More than 250 Alaska Native children who died after being taken away to boarding schools were never returned to their home. Bob Sam is trying to bring them back.
The Tlingit storyteller and University of Alaska Southeast visiting scholar is giving a presentation Friday entitled “Respecting our Ancestors” that tracks his journey from coast to coast to find the remains of these children and bring them back to where they came from. The presentation, part of the Evening at Egan series, begins at 7 p.m. at the Egan Library at UAS.
Sam is currently working with the Native American Boarding School Coalition (NABS) in supporting Tribal Nations seeking the repatriation of children buried at Carlisle, Pennsylvania, and other parts of the country.
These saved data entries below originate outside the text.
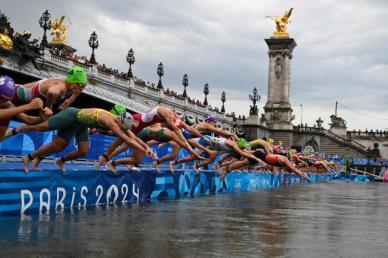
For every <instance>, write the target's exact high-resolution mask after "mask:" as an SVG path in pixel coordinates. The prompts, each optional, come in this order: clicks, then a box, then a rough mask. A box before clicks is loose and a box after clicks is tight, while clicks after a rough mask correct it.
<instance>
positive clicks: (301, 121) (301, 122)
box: [299, 104, 303, 126]
mask: <svg viewBox="0 0 388 258" xmlns="http://www.w3.org/2000/svg"><path fill="white" fill-rule="evenodd" d="M299 106H300V111H301V112H300V125H301V126H303V105H302V104H300V105H299Z"/></svg>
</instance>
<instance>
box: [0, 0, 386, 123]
mask: <svg viewBox="0 0 388 258" xmlns="http://www.w3.org/2000/svg"><path fill="white" fill-rule="evenodd" d="M291 7H293V8H294V10H293V13H292V16H291V18H290V20H291V24H289V26H288V31H289V34H290V36H291V37H293V38H294V39H295V41H296V43H297V44H298V45H297V47H296V48H295V49H294V53H293V59H292V63H291V78H292V80H291V105H292V107H293V109H294V114H295V116H296V120H294V124H297V123H300V120H301V107H300V105H303V123H306V122H307V123H308V124H309V125H311V126H312V125H313V124H314V123H315V120H316V119H317V118H318V117H321V118H322V119H323V120H324V124H325V127H326V128H328V123H329V122H330V118H329V116H330V115H331V114H333V113H334V108H335V101H338V102H339V103H340V105H339V108H338V115H339V116H341V117H343V118H344V119H345V120H346V121H347V124H348V129H349V130H350V129H358V128H361V129H362V130H365V128H368V129H371V128H372V129H383V128H388V28H387V27H388V19H387V14H388V1H387V0H320V1H311V0H295V1H284V0H260V1H257V0H252V1H251V0H245V1H229V0H217V1H216V0H213V1H212V0H200V1H196V0H190V1H186V0H175V1H169V0H165V1H151V0H148V1H130V0H120V1H114V0H110V1H91V0H90V1H19V0H1V10H2V11H3V12H5V14H6V15H7V16H8V18H9V20H10V22H11V25H12V26H13V27H14V29H15V31H24V30H28V31H31V32H32V33H33V36H34V37H41V35H42V30H41V29H40V27H39V24H38V20H39V17H40V16H41V14H42V13H43V12H44V11H45V10H46V9H48V10H49V12H50V13H51V16H52V18H59V17H60V16H61V15H66V17H67V18H66V19H65V22H66V23H67V24H71V25H70V29H69V44H70V45H71V46H73V47H74V48H76V49H78V52H77V53H78V54H79V55H87V56H90V52H91V49H90V48H89V47H88V44H87V41H88V38H89V35H90V33H91V32H92V31H93V30H95V31H96V33H97V34H98V37H99V42H100V47H99V48H98V49H97V50H96V59H97V61H98V62H100V63H105V64H106V65H107V66H109V67H113V68H118V69H119V70H120V71H127V69H128V64H127V63H126V61H125V57H126V54H127V52H128V50H129V49H130V48H133V50H134V51H135V57H136V63H135V65H134V66H133V71H134V74H135V75H136V76H138V77H140V78H142V79H144V80H145V81H153V82H157V80H158V77H157V75H156V67H157V64H158V63H159V62H163V64H164V68H165V76H164V77H163V84H164V86H165V87H169V88H172V89H174V90H177V91H183V86H182V84H181V82H182V77H183V74H185V73H187V74H188V76H189V87H188V89H187V90H188V93H189V95H190V96H193V97H195V98H197V99H201V100H203V94H202V89H203V85H204V84H205V83H206V82H207V83H208V84H209V87H210V94H209V103H210V104H211V105H212V106H219V107H220V106H221V101H220V97H221V96H220V95H221V92H222V91H223V90H225V91H226V98H227V101H226V103H225V104H226V110H227V112H231V111H235V112H236V113H237V114H246V115H247V114H248V113H249V104H250V103H249V100H248V95H249V93H250V92H251V91H252V90H253V88H254V87H257V89H258V91H259V93H260V94H261V95H262V99H261V101H260V103H259V109H260V110H259V112H260V113H262V112H263V109H262V107H263V106H264V104H265V102H266V100H267V90H268V55H267V51H268V47H267V45H266V44H265V42H264V39H265V38H269V37H270V36H271V35H272V32H273V31H274V30H275V24H274V22H273V21H272V20H269V19H265V16H267V15H282V14H283V13H284V11H286V10H288V9H289V8H291Z"/></svg>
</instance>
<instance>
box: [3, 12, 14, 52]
mask: <svg viewBox="0 0 388 258" xmlns="http://www.w3.org/2000/svg"><path fill="white" fill-rule="evenodd" d="M12 35H13V28H12V27H11V24H10V23H9V21H8V18H7V17H6V16H5V15H4V14H3V13H2V12H1V11H0V55H7V54H9V53H10V51H11V50H12V48H13V39H12Z"/></svg>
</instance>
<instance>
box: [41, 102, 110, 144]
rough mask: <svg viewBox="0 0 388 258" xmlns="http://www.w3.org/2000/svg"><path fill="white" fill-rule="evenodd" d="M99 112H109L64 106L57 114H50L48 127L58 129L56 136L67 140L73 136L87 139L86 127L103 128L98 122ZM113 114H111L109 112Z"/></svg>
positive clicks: (56, 129) (86, 128) (86, 132)
mask: <svg viewBox="0 0 388 258" xmlns="http://www.w3.org/2000/svg"><path fill="white" fill-rule="evenodd" d="M100 112H106V113H109V114H111V113H110V112H108V111H106V110H103V109H97V110H95V111H93V112H91V113H89V114H86V113H85V111H84V110H82V109H79V108H74V107H69V108H66V109H65V110H63V111H61V112H59V113H58V114H56V115H54V116H51V117H50V118H49V119H48V121H47V122H48V128H49V129H50V130H58V136H59V137H61V138H62V139H64V140H65V141H66V142H69V141H70V140H71V138H73V136H75V137H76V139H77V141H88V140H89V133H88V127H93V128H103V129H105V127H104V126H103V125H102V124H100V123H99V122H98V114H99V113H100ZM111 115H112V116H114V115H113V114H111Z"/></svg>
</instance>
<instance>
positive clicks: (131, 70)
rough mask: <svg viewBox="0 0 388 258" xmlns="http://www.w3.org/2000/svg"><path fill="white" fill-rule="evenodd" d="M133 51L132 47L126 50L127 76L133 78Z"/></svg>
mask: <svg viewBox="0 0 388 258" xmlns="http://www.w3.org/2000/svg"><path fill="white" fill-rule="evenodd" d="M135 61H136V59H135V53H134V52H133V50H132V48H131V49H130V50H129V51H128V55H127V62H128V64H129V70H128V78H129V79H130V78H133V74H132V65H133V64H134V63H135Z"/></svg>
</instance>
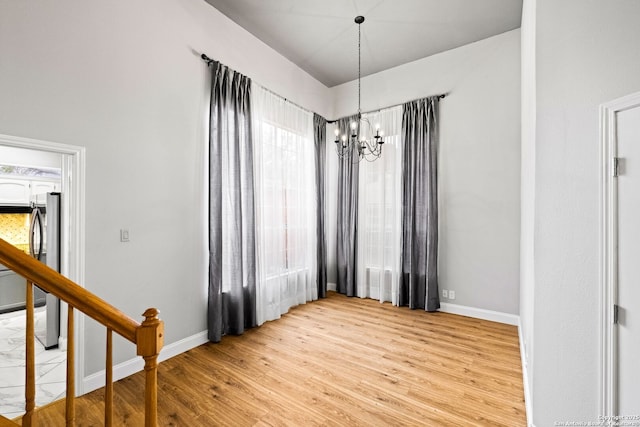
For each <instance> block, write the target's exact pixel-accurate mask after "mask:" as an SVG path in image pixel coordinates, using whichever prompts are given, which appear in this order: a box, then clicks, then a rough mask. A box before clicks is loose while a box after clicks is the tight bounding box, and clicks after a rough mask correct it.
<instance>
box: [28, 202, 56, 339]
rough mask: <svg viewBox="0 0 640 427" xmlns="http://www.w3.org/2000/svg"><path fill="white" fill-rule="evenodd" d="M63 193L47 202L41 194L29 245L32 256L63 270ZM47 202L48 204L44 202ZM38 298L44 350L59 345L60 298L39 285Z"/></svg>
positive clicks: (36, 288) (35, 293) (39, 334)
mask: <svg viewBox="0 0 640 427" xmlns="http://www.w3.org/2000/svg"><path fill="white" fill-rule="evenodd" d="M60 198H61V195H60V193H47V194H46V201H45V200H42V199H44V198H43V197H38V199H37V200H35V201H34V203H33V206H32V207H33V210H32V212H31V229H30V232H29V236H30V241H29V247H30V251H31V255H32V256H33V257H35V258H37V259H38V260H40V261H41V262H43V263H45V264H46V265H47V266H49V267H50V268H52V269H54V270H56V271H58V272H59V271H60V221H61V215H60ZM42 202H45V203H42ZM34 297H35V298H34V299H35V300H36V301H38V300H43V299H44V301H45V304H44V310H45V311H46V316H45V319H44V324H36V338H37V339H38V341H40V343H42V345H43V346H44V348H45V349H47V350H48V349H50V348H54V347H57V346H58V337H59V336H60V300H59V299H58V298H57V297H55V296H54V295H52V294H50V293H48V292H46V291H44V290H42V289H40V288H38V287H36V288H35V292H34Z"/></svg>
In Carlisle, he discovered 13 Alaska children, four from Ketchikan, that he aims to bring back.
While other tribes around the country have filed petitions to address the many issues surrounding the Boarding School Policy, Sam sees a need for Alaskans to become more involved in leading the efforts for Alaska.
NABS was created to develop and implement a national strategy that increases awareness and cultivates healing of the trauma experienced by American Indian and Alaska Natives caused by the U.S. implementation of the Boarding School Policy of 1869.
Next month, Sam will be traveling to cemeteries in Colorado.